Wednesday, January 23, 2013

Univ. of Penn to lead a national effort to study health effects of fracking.

PHILADELPHIA – A coalition of academic researchers in the United States is preparing to shine a rigorous scientific light on the often emotional debate over whether using hydraulic fracturing to drill for natural gas is hazardous to human health.
Some five years after the controversial combination of fracking and horizontal drilling in the gas-rich Marcellus Shale in Pennsylvania and surrounding states got under way, a team of toxicologists from the University of Pennsylvania is leading a national effort to study the health effects of fracking.
The university’s Center of Excellence in Environmental Toxicologywill investigate and analyze reports of nausea, headaches, breathing difficulties and other ills from people who live near natural gas drilling sites, compressor stations or wastewater pits.

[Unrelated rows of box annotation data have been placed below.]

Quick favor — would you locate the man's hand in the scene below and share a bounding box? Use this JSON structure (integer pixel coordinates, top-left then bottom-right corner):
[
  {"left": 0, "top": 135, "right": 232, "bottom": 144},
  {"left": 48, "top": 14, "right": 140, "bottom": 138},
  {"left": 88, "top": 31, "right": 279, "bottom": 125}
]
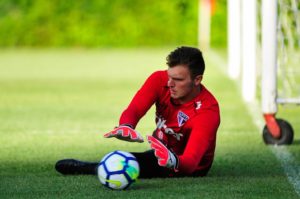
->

The aim is to bring academic discipline to the unresolved national debate, which pits an industry that denies any link between fracking and environmental contamination against those who assert that fracking poisons air and water with natural and man-made chemicals that can cause cancer, birth defects and other illnesses.
“There is an enormous amount of rhetoric on both sides,” said Trevor M. Penning, head of the Penn toxicology center and the driving force behind the Environmental Health Sciences Core Center Hydrofracking Working Group. “We felt that because we are situated in Pennsylvania, we had a duty to get on top of what was known and what was not known.”
Determining whether fracking fluid is dangerous to health is challenging if the chemicals and their combinations are not fully disclosed, he said. The teams will also look at whether air quality is dangerously affected by the flaring of waste gases, and whether the industry’s extensive use of diesel fuel for trucks, drills and compressor stations is polluting the air near gas installations to unhealthy levels.
“We don’t know if the levels we are dealing with are hazardous,” he said. “We think it’s unsafe, but we don’t know it’s unsafe.”
Awaiting financing is a plan to use a Harvard University mapping tool to correlate natural gas installations with reports of sickness and a proposal to study the health outcomes of targeted populations by examining billing data from insurance companies.
Asked why academics are only now proposing a systematic study of fracking’s health effects about five years after the shale boom began in earnest in Pennsylvania, Dr. Penning replied, “Politics.”
With a strongly pro-industry administration led by Pennsylvania’s Republican governor, Tom Corbett, and a Republican-controlled legislature that has recently approved a gas-drilling law friendly to industry, state financing has not been available for research into whether drilling activities have negative health effects, Dr. Penning said.